Mizu can hide her breasts, can wear her hair in the right style, can hide what's between her legs, can walk and talk and behave like a man - and she's been doing it for almost her entire life, to the point that not only is she very good at it, but the threat of being found out as female is deadly, but isn't presented in the show as omnipresent.
Let me explain.
She threatens Ringo for nearly saying the word "girl" out loud, because while she's constantly ostracized for being mixed race, being a woman traveling without a chaperone, carrying a sword, and disguised as a man will get her killed or flogged or arrested or some combination of these things.
But in addition, it's been drilled into her since she was a child that if she is discovered as female, the combination of her being mixed race and female will identify her as someone extremely specific, someone known to some bad people, and she will be killed:
I think of it as Mizu thinking to herself, "Being found out as mixed race means I'm treated badly. Being found out as mixed race and a woman means I'm dead."
Mizu's hair is cut as a child. But she isn't made to wear a big hat, or cover her eyes somehow, or anything like that. Because hiding her sex is a more successful endeavor than hiding her race.
Ringo finds out she's female by accident, but once Mizu accepts the fact that he won't rat her out, she relaxes pretty early on in the season. Because the threat of being found out as female is mitigated pretty much 99.9%, since Mizu has gotten so good at being a man. And also, because most of the time, people see what they want to see. Even if Mizu's face makes her stand out as "not 100% Japanese," no one in the world of BES looks at Mizu's clothes, her bearing, her sword, hears her voice, and will ever in a million years conclude that she is a woman, because expectations around gender roles in the Edo period were so rigid and so widely enforced.
One detail that proved this to me is after the Four Fangs fight:
Ringo takes off Mizu's clothes so he can stitch her up, then leaves her clothes off even after he's done. He doesn't even throw her cloak over her as a blanket or anything. There's a little a straw (pallet?) as a divider there on the left, but anyone could just peek around it and see Mizu and her chest bindings. (I think it's mostly there as a windbreaker.)

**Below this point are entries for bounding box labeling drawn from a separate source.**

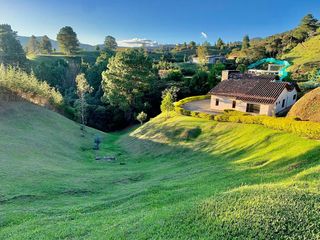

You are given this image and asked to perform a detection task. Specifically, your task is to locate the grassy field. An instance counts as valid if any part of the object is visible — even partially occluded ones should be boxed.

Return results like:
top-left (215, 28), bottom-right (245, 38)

top-left (0, 103), bottom-right (320, 239)
top-left (282, 35), bottom-right (320, 72)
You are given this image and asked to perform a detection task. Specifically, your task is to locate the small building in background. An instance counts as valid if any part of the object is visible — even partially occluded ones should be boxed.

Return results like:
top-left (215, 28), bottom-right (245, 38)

top-left (209, 71), bottom-right (300, 116)
top-left (248, 64), bottom-right (282, 76)
top-left (192, 55), bottom-right (227, 64)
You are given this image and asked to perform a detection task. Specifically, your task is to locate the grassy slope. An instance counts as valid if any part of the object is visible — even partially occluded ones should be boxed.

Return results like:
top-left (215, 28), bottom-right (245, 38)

top-left (0, 104), bottom-right (320, 239)
top-left (288, 88), bottom-right (320, 122)
top-left (282, 35), bottom-right (320, 72)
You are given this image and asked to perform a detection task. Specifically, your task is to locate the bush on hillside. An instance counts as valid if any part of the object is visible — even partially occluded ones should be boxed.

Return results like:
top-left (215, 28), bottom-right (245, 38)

top-left (0, 65), bottom-right (63, 107)
top-left (174, 95), bottom-right (214, 120)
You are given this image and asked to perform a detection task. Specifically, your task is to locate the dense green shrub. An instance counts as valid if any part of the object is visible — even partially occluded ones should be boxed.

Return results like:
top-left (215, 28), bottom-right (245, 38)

top-left (175, 95), bottom-right (210, 107)
top-left (0, 65), bottom-right (63, 107)
top-left (174, 95), bottom-right (214, 120)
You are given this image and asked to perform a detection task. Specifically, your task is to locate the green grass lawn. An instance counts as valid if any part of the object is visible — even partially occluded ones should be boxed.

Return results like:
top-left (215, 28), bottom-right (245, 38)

top-left (282, 35), bottom-right (320, 72)
top-left (0, 103), bottom-right (320, 239)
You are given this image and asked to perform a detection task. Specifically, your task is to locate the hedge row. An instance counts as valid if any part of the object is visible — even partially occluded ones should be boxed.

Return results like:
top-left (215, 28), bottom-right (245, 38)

top-left (175, 95), bottom-right (320, 139)
top-left (174, 95), bottom-right (214, 120)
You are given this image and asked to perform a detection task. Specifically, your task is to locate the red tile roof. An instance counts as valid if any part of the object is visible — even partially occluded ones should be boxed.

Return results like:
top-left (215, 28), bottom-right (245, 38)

top-left (209, 78), bottom-right (295, 104)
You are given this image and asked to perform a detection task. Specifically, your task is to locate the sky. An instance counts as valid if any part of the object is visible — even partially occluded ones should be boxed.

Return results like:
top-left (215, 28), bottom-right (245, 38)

top-left (0, 0), bottom-right (320, 45)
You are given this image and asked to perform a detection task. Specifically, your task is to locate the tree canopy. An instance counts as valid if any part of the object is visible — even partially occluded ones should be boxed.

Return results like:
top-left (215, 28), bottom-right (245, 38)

top-left (104, 36), bottom-right (118, 51)
top-left (102, 49), bottom-right (156, 119)
top-left (0, 24), bottom-right (27, 68)
top-left (26, 35), bottom-right (40, 54)
top-left (197, 44), bottom-right (209, 64)
top-left (40, 35), bottom-right (52, 54)
top-left (242, 35), bottom-right (250, 50)
top-left (57, 26), bottom-right (79, 55)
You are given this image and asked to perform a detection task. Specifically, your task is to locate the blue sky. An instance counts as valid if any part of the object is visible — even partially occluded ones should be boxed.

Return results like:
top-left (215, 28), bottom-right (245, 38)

top-left (0, 0), bottom-right (320, 44)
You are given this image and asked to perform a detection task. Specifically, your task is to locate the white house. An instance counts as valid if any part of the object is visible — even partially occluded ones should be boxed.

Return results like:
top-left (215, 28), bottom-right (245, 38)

top-left (209, 75), bottom-right (300, 116)
top-left (192, 55), bottom-right (226, 64)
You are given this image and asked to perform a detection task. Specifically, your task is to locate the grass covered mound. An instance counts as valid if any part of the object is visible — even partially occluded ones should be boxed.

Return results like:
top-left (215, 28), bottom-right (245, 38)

top-left (282, 35), bottom-right (320, 72)
top-left (288, 88), bottom-right (320, 122)
top-left (0, 103), bottom-right (320, 239)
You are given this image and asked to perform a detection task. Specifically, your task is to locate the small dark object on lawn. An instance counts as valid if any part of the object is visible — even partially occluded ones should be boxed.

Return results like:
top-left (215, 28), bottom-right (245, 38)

top-left (96, 156), bottom-right (116, 162)
top-left (93, 135), bottom-right (101, 150)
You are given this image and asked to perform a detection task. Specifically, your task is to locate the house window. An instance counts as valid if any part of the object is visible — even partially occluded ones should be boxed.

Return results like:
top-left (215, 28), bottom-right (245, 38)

top-left (246, 103), bottom-right (260, 113)
top-left (232, 101), bottom-right (237, 108)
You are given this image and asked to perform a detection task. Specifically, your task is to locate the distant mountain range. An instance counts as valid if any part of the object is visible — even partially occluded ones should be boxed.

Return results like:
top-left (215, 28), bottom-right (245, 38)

top-left (17, 36), bottom-right (175, 51)
top-left (17, 36), bottom-right (97, 51)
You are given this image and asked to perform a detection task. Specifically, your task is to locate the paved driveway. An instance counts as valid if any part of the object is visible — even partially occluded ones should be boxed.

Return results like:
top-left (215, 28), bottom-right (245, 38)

top-left (182, 99), bottom-right (219, 114)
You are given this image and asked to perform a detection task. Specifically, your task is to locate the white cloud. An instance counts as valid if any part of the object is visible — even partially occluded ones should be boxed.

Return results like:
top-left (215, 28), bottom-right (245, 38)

top-left (117, 38), bottom-right (159, 47)
top-left (201, 32), bottom-right (208, 39)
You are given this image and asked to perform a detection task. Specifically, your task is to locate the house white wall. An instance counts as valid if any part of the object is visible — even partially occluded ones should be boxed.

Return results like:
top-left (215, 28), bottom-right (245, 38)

top-left (210, 95), bottom-right (282, 116)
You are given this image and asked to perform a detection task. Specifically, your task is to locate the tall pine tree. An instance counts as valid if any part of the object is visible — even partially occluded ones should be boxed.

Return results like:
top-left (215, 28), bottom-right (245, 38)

top-left (26, 35), bottom-right (40, 54)
top-left (0, 24), bottom-right (27, 68)
top-left (57, 26), bottom-right (79, 55)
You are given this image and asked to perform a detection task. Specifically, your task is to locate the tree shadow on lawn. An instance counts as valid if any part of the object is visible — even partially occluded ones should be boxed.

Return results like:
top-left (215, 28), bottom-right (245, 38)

top-left (118, 130), bottom-right (320, 204)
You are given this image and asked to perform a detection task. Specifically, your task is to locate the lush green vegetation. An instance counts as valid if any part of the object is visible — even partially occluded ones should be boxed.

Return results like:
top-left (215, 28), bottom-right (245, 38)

top-left (288, 88), bottom-right (320, 122)
top-left (0, 102), bottom-right (320, 239)
top-left (283, 35), bottom-right (320, 73)
top-left (0, 65), bottom-right (63, 108)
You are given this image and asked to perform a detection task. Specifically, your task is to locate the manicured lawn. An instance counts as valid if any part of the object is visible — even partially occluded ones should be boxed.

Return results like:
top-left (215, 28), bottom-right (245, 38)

top-left (0, 103), bottom-right (320, 239)
top-left (282, 35), bottom-right (320, 72)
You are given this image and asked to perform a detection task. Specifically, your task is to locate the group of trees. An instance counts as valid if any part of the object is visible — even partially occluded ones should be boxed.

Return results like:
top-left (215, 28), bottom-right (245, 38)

top-left (25, 35), bottom-right (52, 54)
top-left (0, 15), bottom-right (319, 130)
top-left (233, 14), bottom-right (320, 64)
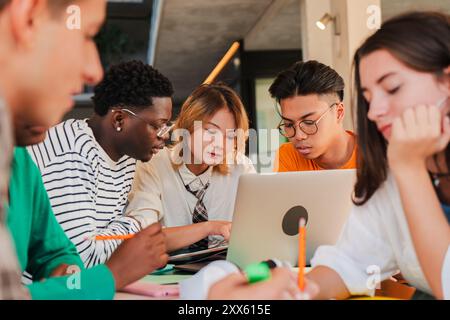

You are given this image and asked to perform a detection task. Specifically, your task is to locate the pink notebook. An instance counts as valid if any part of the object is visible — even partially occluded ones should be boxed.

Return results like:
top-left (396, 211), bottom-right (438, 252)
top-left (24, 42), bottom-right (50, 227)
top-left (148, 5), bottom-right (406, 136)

top-left (121, 281), bottom-right (180, 298)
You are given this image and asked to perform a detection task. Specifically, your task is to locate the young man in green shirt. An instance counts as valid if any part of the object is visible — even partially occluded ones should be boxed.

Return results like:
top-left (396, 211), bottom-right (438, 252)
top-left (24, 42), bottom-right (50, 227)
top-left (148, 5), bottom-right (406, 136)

top-left (0, 0), bottom-right (168, 299)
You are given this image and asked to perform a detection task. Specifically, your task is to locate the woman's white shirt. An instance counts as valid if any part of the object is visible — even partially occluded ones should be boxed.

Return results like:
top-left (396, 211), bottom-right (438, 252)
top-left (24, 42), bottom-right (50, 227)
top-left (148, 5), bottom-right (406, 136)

top-left (126, 148), bottom-right (255, 227)
top-left (311, 171), bottom-right (450, 299)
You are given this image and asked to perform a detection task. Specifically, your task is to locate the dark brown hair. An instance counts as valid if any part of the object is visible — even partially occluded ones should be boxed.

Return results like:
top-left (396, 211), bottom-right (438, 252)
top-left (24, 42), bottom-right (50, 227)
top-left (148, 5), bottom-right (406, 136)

top-left (269, 60), bottom-right (345, 102)
top-left (353, 12), bottom-right (450, 205)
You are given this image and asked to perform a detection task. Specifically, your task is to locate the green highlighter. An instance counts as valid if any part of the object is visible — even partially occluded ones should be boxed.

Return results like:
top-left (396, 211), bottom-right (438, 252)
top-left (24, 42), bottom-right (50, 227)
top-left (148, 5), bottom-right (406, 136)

top-left (244, 262), bottom-right (271, 283)
top-left (151, 264), bottom-right (175, 276)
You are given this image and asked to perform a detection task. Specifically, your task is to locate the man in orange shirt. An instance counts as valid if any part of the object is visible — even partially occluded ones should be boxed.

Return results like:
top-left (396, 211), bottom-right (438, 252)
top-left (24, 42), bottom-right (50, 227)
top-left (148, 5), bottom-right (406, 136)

top-left (269, 61), bottom-right (357, 172)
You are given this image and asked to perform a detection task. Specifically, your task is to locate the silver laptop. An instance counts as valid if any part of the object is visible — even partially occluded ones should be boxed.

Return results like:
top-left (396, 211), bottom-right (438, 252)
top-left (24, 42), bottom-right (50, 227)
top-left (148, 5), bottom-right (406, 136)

top-left (227, 170), bottom-right (356, 268)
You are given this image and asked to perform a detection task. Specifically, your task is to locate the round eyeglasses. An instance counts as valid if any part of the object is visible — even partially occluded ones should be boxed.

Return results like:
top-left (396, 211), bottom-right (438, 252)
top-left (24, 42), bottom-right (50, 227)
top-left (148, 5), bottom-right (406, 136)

top-left (278, 102), bottom-right (338, 139)
top-left (111, 108), bottom-right (175, 138)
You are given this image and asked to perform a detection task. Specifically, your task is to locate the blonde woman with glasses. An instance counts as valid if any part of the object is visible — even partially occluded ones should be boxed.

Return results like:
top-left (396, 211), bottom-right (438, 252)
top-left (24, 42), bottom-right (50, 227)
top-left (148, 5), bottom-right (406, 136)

top-left (127, 84), bottom-right (255, 251)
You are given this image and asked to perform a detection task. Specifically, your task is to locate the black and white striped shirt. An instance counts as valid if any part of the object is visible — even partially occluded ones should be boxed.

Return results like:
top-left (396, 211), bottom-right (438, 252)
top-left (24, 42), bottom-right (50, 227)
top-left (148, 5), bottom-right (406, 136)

top-left (28, 119), bottom-right (140, 267)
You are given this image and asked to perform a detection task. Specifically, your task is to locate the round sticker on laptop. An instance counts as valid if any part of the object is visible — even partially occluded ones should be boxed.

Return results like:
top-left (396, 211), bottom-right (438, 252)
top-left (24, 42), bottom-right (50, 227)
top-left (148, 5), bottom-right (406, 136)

top-left (282, 206), bottom-right (308, 236)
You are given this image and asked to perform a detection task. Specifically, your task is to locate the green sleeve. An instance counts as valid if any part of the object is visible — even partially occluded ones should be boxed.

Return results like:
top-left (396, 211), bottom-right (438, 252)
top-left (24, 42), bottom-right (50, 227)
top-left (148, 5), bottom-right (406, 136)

top-left (28, 265), bottom-right (115, 300)
top-left (24, 150), bottom-right (83, 281)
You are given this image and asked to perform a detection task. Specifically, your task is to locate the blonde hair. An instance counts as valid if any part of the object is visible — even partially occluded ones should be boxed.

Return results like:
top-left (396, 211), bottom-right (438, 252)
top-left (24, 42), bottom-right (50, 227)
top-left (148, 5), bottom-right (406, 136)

top-left (172, 83), bottom-right (249, 174)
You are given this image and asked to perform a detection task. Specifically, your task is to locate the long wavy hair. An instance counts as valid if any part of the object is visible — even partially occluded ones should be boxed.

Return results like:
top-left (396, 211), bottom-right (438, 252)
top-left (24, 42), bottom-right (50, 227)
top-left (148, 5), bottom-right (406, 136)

top-left (353, 12), bottom-right (450, 205)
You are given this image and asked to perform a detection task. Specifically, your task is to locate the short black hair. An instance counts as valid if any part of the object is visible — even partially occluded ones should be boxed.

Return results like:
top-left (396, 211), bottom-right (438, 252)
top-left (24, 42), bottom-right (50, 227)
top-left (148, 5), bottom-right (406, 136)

top-left (269, 60), bottom-right (345, 102)
top-left (92, 60), bottom-right (174, 116)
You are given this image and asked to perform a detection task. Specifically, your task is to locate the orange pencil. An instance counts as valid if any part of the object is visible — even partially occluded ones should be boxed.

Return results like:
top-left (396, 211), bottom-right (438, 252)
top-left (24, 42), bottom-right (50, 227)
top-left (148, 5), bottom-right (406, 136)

top-left (95, 234), bottom-right (134, 241)
top-left (298, 218), bottom-right (306, 291)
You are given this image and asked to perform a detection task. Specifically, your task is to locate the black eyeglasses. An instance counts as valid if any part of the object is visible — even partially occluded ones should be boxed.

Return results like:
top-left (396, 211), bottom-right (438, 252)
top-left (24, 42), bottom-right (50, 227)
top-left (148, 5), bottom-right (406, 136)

top-left (278, 102), bottom-right (338, 139)
top-left (111, 108), bottom-right (175, 138)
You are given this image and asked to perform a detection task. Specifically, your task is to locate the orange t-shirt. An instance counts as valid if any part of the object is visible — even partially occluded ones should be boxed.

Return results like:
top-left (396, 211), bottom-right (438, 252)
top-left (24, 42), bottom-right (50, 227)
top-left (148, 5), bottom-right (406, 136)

top-left (274, 131), bottom-right (357, 172)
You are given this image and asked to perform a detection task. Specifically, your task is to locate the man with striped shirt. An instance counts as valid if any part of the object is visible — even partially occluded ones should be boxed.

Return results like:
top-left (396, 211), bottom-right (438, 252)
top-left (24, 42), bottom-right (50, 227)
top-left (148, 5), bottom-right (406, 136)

top-left (28, 61), bottom-right (173, 267)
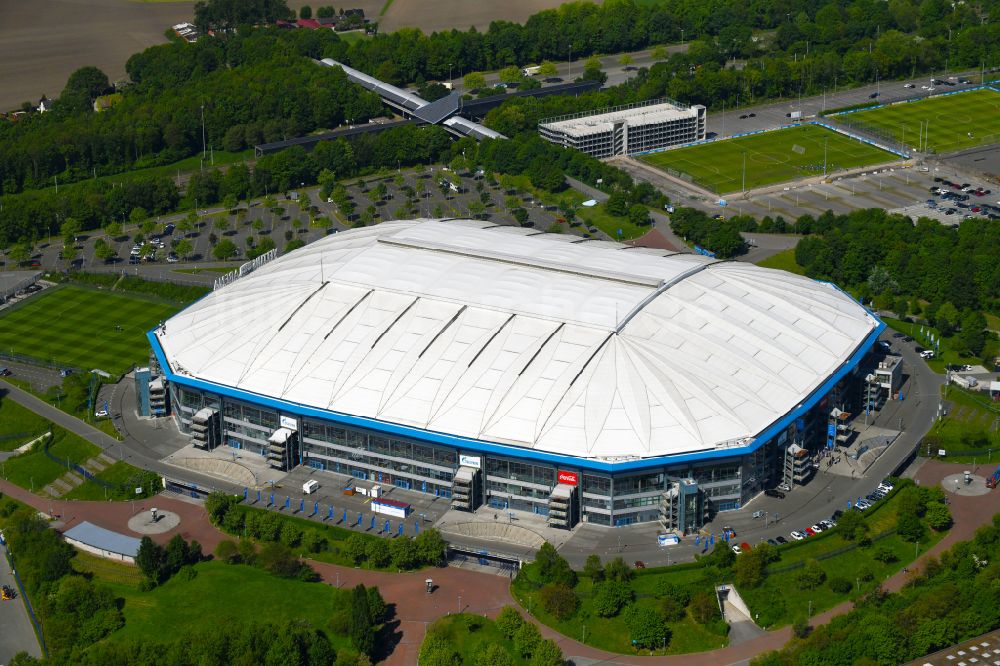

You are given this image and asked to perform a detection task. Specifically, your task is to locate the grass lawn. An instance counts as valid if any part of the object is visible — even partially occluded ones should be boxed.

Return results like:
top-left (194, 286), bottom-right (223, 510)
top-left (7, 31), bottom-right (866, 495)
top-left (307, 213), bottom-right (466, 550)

top-left (511, 566), bottom-right (729, 654)
top-left (838, 89), bottom-right (1000, 153)
top-left (640, 125), bottom-right (898, 194)
top-left (60, 460), bottom-right (163, 501)
top-left (0, 389), bottom-right (49, 451)
top-left (0, 285), bottom-right (180, 375)
top-left (4, 427), bottom-right (101, 490)
top-left (427, 613), bottom-right (529, 666)
top-left (882, 317), bottom-right (980, 374)
top-left (757, 247), bottom-right (806, 275)
top-left (923, 384), bottom-right (1000, 460)
top-left (89, 553), bottom-right (350, 651)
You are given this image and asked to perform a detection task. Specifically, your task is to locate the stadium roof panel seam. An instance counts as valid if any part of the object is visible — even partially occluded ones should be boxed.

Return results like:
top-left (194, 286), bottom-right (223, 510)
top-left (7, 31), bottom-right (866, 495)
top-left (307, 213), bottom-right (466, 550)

top-left (155, 220), bottom-right (880, 459)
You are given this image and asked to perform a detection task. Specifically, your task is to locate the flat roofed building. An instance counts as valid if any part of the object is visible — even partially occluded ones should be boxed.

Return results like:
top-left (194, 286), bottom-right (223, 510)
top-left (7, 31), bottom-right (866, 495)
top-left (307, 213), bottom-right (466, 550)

top-left (538, 99), bottom-right (706, 158)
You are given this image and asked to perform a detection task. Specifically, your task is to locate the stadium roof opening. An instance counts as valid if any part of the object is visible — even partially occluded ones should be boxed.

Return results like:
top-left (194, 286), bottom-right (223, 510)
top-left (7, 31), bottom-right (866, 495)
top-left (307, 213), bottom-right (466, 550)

top-left (151, 220), bottom-right (880, 459)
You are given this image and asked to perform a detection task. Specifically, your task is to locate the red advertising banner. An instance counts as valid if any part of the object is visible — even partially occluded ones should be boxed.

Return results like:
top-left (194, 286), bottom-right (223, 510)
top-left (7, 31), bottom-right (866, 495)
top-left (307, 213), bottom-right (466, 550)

top-left (556, 470), bottom-right (580, 486)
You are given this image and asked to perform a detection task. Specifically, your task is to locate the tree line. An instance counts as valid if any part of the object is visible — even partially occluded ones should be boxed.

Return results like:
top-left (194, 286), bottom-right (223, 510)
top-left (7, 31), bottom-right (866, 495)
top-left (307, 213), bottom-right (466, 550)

top-left (751, 514), bottom-right (1000, 666)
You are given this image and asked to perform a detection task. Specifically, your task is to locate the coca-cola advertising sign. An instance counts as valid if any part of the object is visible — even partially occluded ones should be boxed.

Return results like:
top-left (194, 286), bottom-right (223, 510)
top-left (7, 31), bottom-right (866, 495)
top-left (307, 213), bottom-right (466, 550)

top-left (556, 470), bottom-right (580, 486)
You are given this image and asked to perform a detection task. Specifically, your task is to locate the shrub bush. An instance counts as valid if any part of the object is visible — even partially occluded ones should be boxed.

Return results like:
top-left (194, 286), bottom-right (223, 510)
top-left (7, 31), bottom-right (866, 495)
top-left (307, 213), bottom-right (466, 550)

top-left (538, 583), bottom-right (580, 620)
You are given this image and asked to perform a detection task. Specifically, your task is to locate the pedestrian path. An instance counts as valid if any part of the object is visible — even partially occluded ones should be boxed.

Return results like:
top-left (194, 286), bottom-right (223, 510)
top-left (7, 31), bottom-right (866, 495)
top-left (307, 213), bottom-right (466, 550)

top-left (42, 452), bottom-right (115, 497)
top-left (0, 461), bottom-right (1000, 666)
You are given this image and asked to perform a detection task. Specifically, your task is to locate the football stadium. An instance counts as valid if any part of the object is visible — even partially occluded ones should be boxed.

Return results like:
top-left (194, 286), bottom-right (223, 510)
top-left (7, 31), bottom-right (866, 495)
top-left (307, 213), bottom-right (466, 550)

top-left (147, 219), bottom-right (884, 532)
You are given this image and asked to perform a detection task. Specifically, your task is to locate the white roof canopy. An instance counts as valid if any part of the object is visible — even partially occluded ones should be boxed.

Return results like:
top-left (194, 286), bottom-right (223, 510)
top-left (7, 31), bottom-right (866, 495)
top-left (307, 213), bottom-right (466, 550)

top-left (157, 220), bottom-right (877, 459)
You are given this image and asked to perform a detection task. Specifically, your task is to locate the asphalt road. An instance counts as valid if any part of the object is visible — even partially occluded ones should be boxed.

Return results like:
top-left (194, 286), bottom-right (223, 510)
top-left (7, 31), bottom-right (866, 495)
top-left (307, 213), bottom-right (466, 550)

top-left (0, 545), bottom-right (42, 664)
top-left (559, 331), bottom-right (944, 566)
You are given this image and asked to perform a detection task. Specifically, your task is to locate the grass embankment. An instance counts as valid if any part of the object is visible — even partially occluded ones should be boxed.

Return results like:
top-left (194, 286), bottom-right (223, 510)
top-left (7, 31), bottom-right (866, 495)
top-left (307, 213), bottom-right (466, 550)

top-left (73, 553), bottom-right (350, 650)
top-left (509, 176), bottom-right (653, 241)
top-left (4, 426), bottom-right (101, 492)
top-left (882, 317), bottom-right (980, 374)
top-left (757, 247), bottom-right (806, 275)
top-left (921, 384), bottom-right (1000, 462)
top-left (511, 482), bottom-right (945, 654)
top-left (0, 389), bottom-right (49, 451)
top-left (427, 613), bottom-right (531, 666)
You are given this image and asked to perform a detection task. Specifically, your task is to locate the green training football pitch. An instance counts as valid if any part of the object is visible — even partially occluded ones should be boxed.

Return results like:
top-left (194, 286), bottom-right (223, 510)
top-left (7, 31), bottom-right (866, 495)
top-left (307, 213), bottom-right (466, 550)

top-left (0, 286), bottom-right (180, 374)
top-left (835, 88), bottom-right (1000, 153)
top-left (640, 125), bottom-right (898, 194)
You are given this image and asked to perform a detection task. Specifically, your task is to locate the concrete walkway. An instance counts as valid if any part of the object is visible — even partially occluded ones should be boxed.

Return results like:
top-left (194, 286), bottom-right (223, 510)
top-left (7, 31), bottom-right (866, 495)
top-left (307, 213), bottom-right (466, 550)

top-left (0, 462), bottom-right (1000, 666)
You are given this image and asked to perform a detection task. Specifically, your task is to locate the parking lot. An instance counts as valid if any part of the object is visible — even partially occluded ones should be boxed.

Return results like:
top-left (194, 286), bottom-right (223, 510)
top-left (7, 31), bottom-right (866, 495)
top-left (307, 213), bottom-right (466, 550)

top-left (656, 165), bottom-right (1000, 225)
top-left (5, 166), bottom-right (572, 283)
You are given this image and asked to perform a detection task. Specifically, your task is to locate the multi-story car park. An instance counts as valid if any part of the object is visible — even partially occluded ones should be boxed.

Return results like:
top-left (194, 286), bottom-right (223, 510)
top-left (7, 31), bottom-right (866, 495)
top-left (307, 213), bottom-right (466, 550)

top-left (148, 220), bottom-right (884, 531)
top-left (538, 99), bottom-right (706, 158)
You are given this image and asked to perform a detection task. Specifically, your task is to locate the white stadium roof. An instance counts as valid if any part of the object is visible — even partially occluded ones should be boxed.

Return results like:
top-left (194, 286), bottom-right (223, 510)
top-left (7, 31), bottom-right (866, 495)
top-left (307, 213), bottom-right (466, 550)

top-left (156, 220), bottom-right (878, 460)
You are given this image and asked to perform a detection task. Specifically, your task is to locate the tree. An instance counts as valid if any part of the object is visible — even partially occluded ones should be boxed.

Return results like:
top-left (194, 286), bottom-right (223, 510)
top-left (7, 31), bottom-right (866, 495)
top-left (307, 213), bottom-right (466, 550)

top-left (135, 536), bottom-right (166, 584)
top-left (538, 583), bottom-right (580, 620)
top-left (389, 537), bottom-right (420, 571)
top-left (367, 586), bottom-right (389, 626)
top-left (624, 605), bottom-right (671, 650)
top-left (413, 528), bottom-right (448, 567)
top-left (344, 534), bottom-right (368, 564)
top-left (496, 606), bottom-right (524, 640)
top-left (529, 638), bottom-right (566, 666)
top-left (514, 622), bottom-right (542, 658)
top-left (58, 67), bottom-right (111, 113)
top-left (690, 592), bottom-right (720, 624)
top-left (348, 584), bottom-right (375, 656)
top-left (462, 72), bottom-right (486, 92)
top-left (212, 238), bottom-right (238, 261)
top-left (795, 559), bottom-right (826, 590)
top-left (593, 578), bottom-right (634, 617)
top-left (365, 539), bottom-right (392, 569)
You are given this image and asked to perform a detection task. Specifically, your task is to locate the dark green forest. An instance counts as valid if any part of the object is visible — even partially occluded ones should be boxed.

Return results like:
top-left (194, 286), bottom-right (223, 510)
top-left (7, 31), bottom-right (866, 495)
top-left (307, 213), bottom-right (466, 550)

top-left (751, 515), bottom-right (1000, 666)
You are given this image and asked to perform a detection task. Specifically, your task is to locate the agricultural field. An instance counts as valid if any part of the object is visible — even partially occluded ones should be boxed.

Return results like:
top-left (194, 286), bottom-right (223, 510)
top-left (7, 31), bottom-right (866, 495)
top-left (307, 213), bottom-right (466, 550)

top-left (837, 88), bottom-right (1000, 153)
top-left (640, 125), bottom-right (897, 194)
top-left (0, 286), bottom-right (180, 375)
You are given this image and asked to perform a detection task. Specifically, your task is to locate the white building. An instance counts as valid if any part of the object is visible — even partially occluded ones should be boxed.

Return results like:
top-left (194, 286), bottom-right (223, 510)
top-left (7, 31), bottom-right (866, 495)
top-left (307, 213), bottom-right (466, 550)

top-left (538, 99), bottom-right (706, 158)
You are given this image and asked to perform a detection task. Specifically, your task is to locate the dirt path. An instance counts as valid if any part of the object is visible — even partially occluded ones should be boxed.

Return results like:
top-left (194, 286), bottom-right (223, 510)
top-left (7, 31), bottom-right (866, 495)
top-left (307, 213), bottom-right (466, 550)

top-left (0, 461), bottom-right (1000, 666)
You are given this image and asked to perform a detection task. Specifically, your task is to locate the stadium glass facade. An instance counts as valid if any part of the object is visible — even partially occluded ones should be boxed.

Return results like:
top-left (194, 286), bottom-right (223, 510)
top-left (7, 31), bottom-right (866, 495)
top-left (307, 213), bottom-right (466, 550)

top-left (170, 353), bottom-right (872, 532)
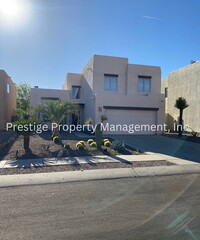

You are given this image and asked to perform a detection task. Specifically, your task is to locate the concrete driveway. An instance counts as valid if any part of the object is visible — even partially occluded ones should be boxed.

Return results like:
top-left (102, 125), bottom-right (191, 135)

And Taigen is right there, but he doesn't give a shit:
Opinions probably vary hugely on this, but my impression is that because the show doesn't make any kind of deal about Taigen being in the room with Mizu here, my guess is that Mizu isn't in any danger of Taigen thinking she's female. Even when I watched the show for the first time, I assumed that Taigen had seen Mizu out of her clothes here, and that he thought nothing of it.
Eat your heart out, Li Shang (Mulan 1998). I actually do think that this scene is a direct and purposeful side-eye to that movie, lol
There's obviously some nuance to how "severe" being mixed race is compared to how "severe" being a woman is for Mizu:
After all, Swordfather can't bear to listen to Mizu confess to being a woman.
So a Japanese man can go wherever he wants, whenever he wants in BES. A Japanese woman has limited options: marriage, religion, or a brothel. A mixed-race man is an eyesore in this story. A mixed-race woman is a death sentence.
May as well eliminate the female aspect, and do what you can about the mixed-race aspect. Because that's just realistic.
Meaning Mizu can avoid the strictures Edo society places on women. But she can't avoid the repercussions that come with being mixed race. And I truly don't think that it's just because "there's no brown contacts yet."